Alternatives must be found to the current form of jury trial if any reduction is to be made in the backlog of outstanding cases, the Lord President warned today.

In a statement headed "The Future of the Scottish Courts and Tribunals", Lord Carloway praised the progress made across the court system since the start of the coronavirus lockdown in moving to remote hearings, but warned: "The task in relation to jury trials is a problem of a quite different magnitude."

Whereas some good progress had been made in reducing the backlog in the civil courts – 152 remote hearings took place in the Court of Session between 21 April and 12 June – and summary criminal trials "will return in some volume over time", an immense challenge faced the courts in dealing with the backlog of solemn cases.

Although the first jury trials were now being arranged, using innovative ideas from the Lord Justice Clerk's working group to preserve social distancing, the need to use two or three courtrooms for each trial would reduce capacity to 30%, creating significant delays in the sheriff court. Lord Carloway predicted that the combined backlog of cases could reach 3,000 by March 2021.

"We need to stop thinking about tinkering at the edges", he continued. "I have no doubt that primary legislation will be required to address some of the technical constraints that apply at present. None of the measures proposed by others have so far come close to offering practical answers to what are real difficulties. They are simply tinkering at the margins of a major problem which, as long as social distancing and self-isolation are in place, requires a political solution."

Having the responsibility for the efficient disposal of business in the courts, this was his highest priority. "I have been absolutely clear that I will not contemplate any measure to aid recovery which might compromise the basic principle of a fair trial." However, the requirements for physical distancing and self-isolation in order to protect public health were "extraordinary inhibitors" on the conduct of court business, with jury trials "particularly badly affected". 

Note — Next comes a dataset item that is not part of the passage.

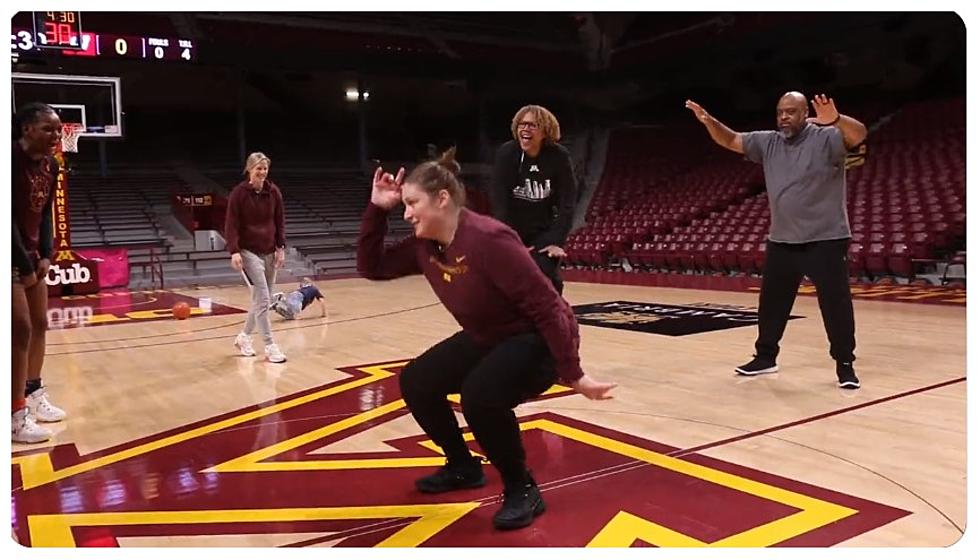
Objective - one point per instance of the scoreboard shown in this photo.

Looking across the court system as a whole, the Lord President stated: "At the start of the year, if someone had suggested that in the space of 12 short weeks we would be conducting all Court of Session business through virtual hearings, I would have dismissed the suggestion as an impossibility. This would not have been because we lacked the vision and ambition to move to more digital ways of working. That has been our goal for some time now. The difference has been simply the speed within which the virtual court has had to be built. Our Digital Services team are to be congratulated for the excellent work which has achieved this change so rapidly."

He added: "We are fortunate that our digital investment choices, which have been made in the last few years, were able to create the digital platform which is capable of coping with the new demands."

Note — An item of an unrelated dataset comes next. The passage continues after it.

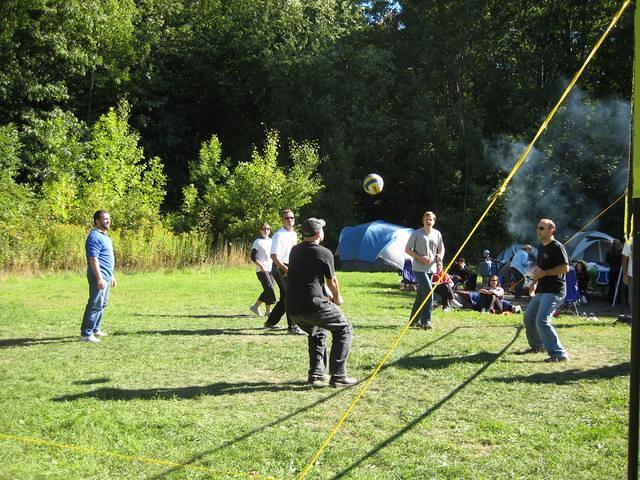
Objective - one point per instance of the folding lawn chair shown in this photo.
(572, 300)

He also thanked all those who had been involved in the emergency response, "whether by keeping the courts and tribunals in operation or by building the technological infrastructure that is changing our procedural landscape on a daily basis".

In response, Amanda Millar, President of the Law Society of Scotland, commented: "Of course there is more work to be done, and there will need to be adequate resources and training to continue to deal with the backlog of cases from the early days of lockdown. However, we would reiterate that we don’t believe that this is the time to make fundamental changes to the Scottish criminal justice system, such as instituting judge-only trials.

"The profession is playing a full role, working with all those involved in the justice system in developing solutions to ensure that we have a fair and effective criminal justice system during this challenging period and beyond."